Chapter Text
He’s dead. That was all he knew, that he had died and gone nowhere. He had once remembered how the warm black seawater felt on his skin, lifting him up and down but not taking him anywhere. He used to be able to see the grey skies above him and the black water that consumed him, but his eyes were too weak to even open. He couldn’t hear anything, he couldn’t see anything, he couldn’t even feel himself anymore. Maybe his brain was all that was left, and that was his punishment. His physical form was dissolved by the salt and eventually his mind would fade too. He could barely remember the last time that he came to, the gaps between his conscious moments were becoming wider and wider. Memories usually come one sense at a time, faded and far away, lingering just a second long enough to recognize. He tried to keep them around, but after the memory faded he was barely strong enough to stay conscious. He couldn’t remember what these things should mean to him, though he knew they should mean something.
He could hear music, sometimes, though it never sounded nice. It was discordant piano music, being played by someone who must have had no musical talent. The clanging of the keys was too forceful, like someone was slamming their full weight down on them instead of gently pressing with their fingers. The music always seemed to end with horrified screams. He could only imagine that the music was so bad, people screamed in terror to turn it off.

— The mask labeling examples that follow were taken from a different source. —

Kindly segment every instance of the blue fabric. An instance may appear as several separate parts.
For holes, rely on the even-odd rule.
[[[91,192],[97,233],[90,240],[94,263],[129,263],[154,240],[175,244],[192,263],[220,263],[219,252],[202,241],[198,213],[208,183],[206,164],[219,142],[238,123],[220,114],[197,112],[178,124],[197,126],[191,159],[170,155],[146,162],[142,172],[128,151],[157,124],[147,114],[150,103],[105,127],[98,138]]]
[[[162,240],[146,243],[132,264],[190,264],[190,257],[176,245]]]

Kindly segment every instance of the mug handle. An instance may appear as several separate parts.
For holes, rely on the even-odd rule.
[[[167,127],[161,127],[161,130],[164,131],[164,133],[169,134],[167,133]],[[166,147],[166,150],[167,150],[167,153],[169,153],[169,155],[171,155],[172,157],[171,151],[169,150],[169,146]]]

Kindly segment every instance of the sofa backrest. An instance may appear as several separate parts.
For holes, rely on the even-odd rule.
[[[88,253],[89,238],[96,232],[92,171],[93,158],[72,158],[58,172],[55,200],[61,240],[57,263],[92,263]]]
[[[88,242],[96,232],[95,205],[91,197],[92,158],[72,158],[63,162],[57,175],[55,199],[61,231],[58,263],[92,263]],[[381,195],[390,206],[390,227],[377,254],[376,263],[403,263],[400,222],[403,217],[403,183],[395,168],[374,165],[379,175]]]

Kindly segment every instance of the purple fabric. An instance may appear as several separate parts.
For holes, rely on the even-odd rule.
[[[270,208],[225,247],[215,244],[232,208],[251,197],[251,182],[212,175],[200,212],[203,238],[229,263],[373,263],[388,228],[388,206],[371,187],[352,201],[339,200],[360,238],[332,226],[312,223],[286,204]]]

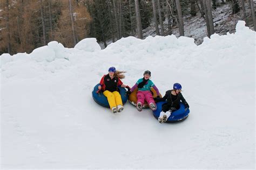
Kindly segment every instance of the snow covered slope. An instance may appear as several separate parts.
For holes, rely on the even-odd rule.
[[[198,46],[128,37],[100,50],[91,39],[2,55],[1,167],[254,169],[256,38],[244,24]],[[180,83],[188,118],[160,124],[128,103],[116,115],[98,105],[91,90],[111,66],[130,86],[150,70],[162,94]]]

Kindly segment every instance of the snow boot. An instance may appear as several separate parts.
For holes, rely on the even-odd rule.
[[[118,112],[121,112],[124,110],[124,107],[121,105],[119,104],[117,106],[117,111]]]
[[[149,106],[150,106],[150,109],[151,109],[152,110],[155,111],[156,110],[157,110],[157,107],[156,104],[154,104],[154,103],[150,103]]]
[[[113,114],[116,113],[117,112],[117,107],[112,108],[112,111],[113,112]]]
[[[163,120],[164,121],[164,122],[167,121],[167,119],[168,119],[168,118],[170,117],[171,114],[171,110],[170,110],[169,111],[167,111],[165,112],[165,114],[164,115],[164,116],[163,116]]]
[[[162,124],[164,122],[164,120],[163,119],[163,118],[161,118],[161,117],[158,118],[158,121],[161,124]]]
[[[138,111],[142,111],[142,103],[138,102],[137,104],[137,110],[138,110]]]

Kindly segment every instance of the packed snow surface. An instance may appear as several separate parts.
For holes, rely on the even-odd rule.
[[[130,37],[2,55],[1,168],[254,169],[255,37],[239,21],[199,46]],[[160,124],[129,103],[116,114],[97,104],[91,91],[111,66],[131,87],[150,70],[162,95],[180,83],[188,118]]]

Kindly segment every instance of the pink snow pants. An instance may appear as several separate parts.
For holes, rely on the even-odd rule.
[[[153,103],[156,104],[154,100],[153,99],[153,96],[152,95],[151,92],[149,90],[147,91],[138,91],[137,93],[137,98],[138,99],[137,103],[140,102],[142,105],[144,104],[144,101],[146,100],[147,103]]]

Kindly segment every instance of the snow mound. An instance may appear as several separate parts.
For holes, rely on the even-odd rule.
[[[84,51],[94,52],[100,50],[100,46],[95,38],[85,38],[80,40],[75,46],[75,48]]]

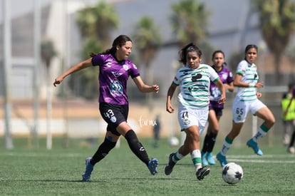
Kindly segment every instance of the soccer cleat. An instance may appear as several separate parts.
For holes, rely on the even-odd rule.
[[[287,151],[288,151],[288,153],[289,153],[291,154],[294,154],[294,153],[295,153],[295,148],[294,147],[289,147],[289,148],[288,148]]]
[[[196,175],[199,180],[203,180],[204,177],[207,175],[210,172],[210,169],[207,167],[201,167],[197,170]]]
[[[173,167],[175,165],[176,163],[172,160],[172,157],[174,156],[174,153],[171,153],[169,155],[169,162],[168,164],[167,164],[166,167],[165,167],[165,174],[168,175],[170,175],[170,173],[173,170]]]
[[[215,165],[215,160],[214,160],[212,153],[207,153],[206,155],[207,160],[208,161],[208,163],[210,165]]]
[[[85,169],[85,172],[82,175],[83,181],[87,182],[89,181],[90,177],[91,177],[91,172],[93,170],[93,165],[90,163],[91,158],[88,158],[85,160],[85,164],[86,165],[86,167]]]
[[[205,167],[208,165],[208,161],[207,160],[207,153],[201,153],[202,157],[202,166]]]
[[[248,145],[249,148],[252,148],[254,153],[257,154],[259,156],[262,156],[263,155],[262,151],[258,148],[258,145],[257,143],[255,143],[253,139],[250,139],[247,143],[247,145]]]
[[[218,153],[218,154],[216,155],[216,158],[219,161],[220,165],[222,167],[227,164],[227,158],[222,155],[220,153]]]
[[[148,162],[148,167],[152,175],[155,175],[156,173],[157,173],[157,164],[158,164],[158,161],[155,158],[152,158]]]

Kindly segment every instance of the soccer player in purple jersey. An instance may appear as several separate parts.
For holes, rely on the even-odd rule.
[[[68,75],[83,68],[99,66],[99,110],[108,123],[105,138],[91,158],[86,160],[86,170],[82,175],[83,181],[89,181],[93,166],[104,158],[115,146],[122,135],[126,139],[133,153],[143,161],[152,175],[157,172],[158,161],[149,159],[145,148],[139,142],[135,133],[127,123],[128,100],[126,94],[127,81],[131,77],[143,93],[158,93],[159,86],[146,85],[133,63],[128,60],[133,43],[125,35],[120,35],[113,42],[112,48],[105,52],[91,53],[90,58],[80,62],[66,71],[55,79],[54,86],[60,84]]]
[[[212,68],[216,71],[220,80],[226,89],[234,91],[234,78],[232,73],[224,66],[224,53],[222,51],[215,51],[212,54]],[[214,83],[210,83],[210,103],[209,104],[208,128],[202,149],[202,166],[215,165],[215,160],[212,155],[212,150],[215,145],[215,140],[219,130],[219,121],[222,115],[224,103],[218,103],[221,96],[221,92]]]

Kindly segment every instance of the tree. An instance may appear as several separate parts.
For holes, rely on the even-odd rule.
[[[140,62],[145,65],[144,79],[147,83],[151,84],[152,78],[150,63],[155,58],[157,50],[161,46],[161,36],[159,33],[159,27],[156,26],[152,18],[142,17],[135,26],[133,39],[138,51]]]
[[[153,83],[153,75],[150,64],[155,58],[157,50],[161,45],[161,36],[159,33],[159,27],[156,26],[152,18],[148,16],[142,17],[135,26],[133,40],[136,44],[140,58],[139,62],[143,62],[145,65],[145,82],[152,85]],[[148,105],[152,108],[152,93],[146,93],[145,97]]]
[[[262,36],[274,56],[275,81],[279,82],[281,55],[295,31],[295,2],[290,0],[255,0]]]
[[[86,59],[90,57],[90,52],[98,53],[109,48],[111,32],[118,27],[118,21],[114,6],[103,1],[78,11],[76,21],[84,42],[81,57]],[[70,88],[72,90],[78,88],[78,95],[87,99],[97,97],[98,72],[98,70],[83,70],[79,72],[78,80],[76,78],[78,75],[71,75]],[[82,80],[83,83],[79,83],[76,88],[79,80]]]
[[[199,44],[207,37],[209,12],[205,4],[197,0],[181,0],[171,8],[174,12],[171,17],[172,29],[181,47],[190,42]]]
[[[110,32],[118,27],[118,19],[115,7],[101,1],[78,11],[76,21],[83,38],[95,38],[105,48],[110,42]]]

Sometimes, he could see someone running when he thought hard enough. He could see someone running away from him into a crowd of angry people, who were holding up mean signs and protesting. She tried everything to get away from them, and they tried everything to make it known she was hated. He could picture her face clearly, the desperation mixed with pain as she tried her hardest to get away from the terrible angry people. She left a bloody trail in her wake.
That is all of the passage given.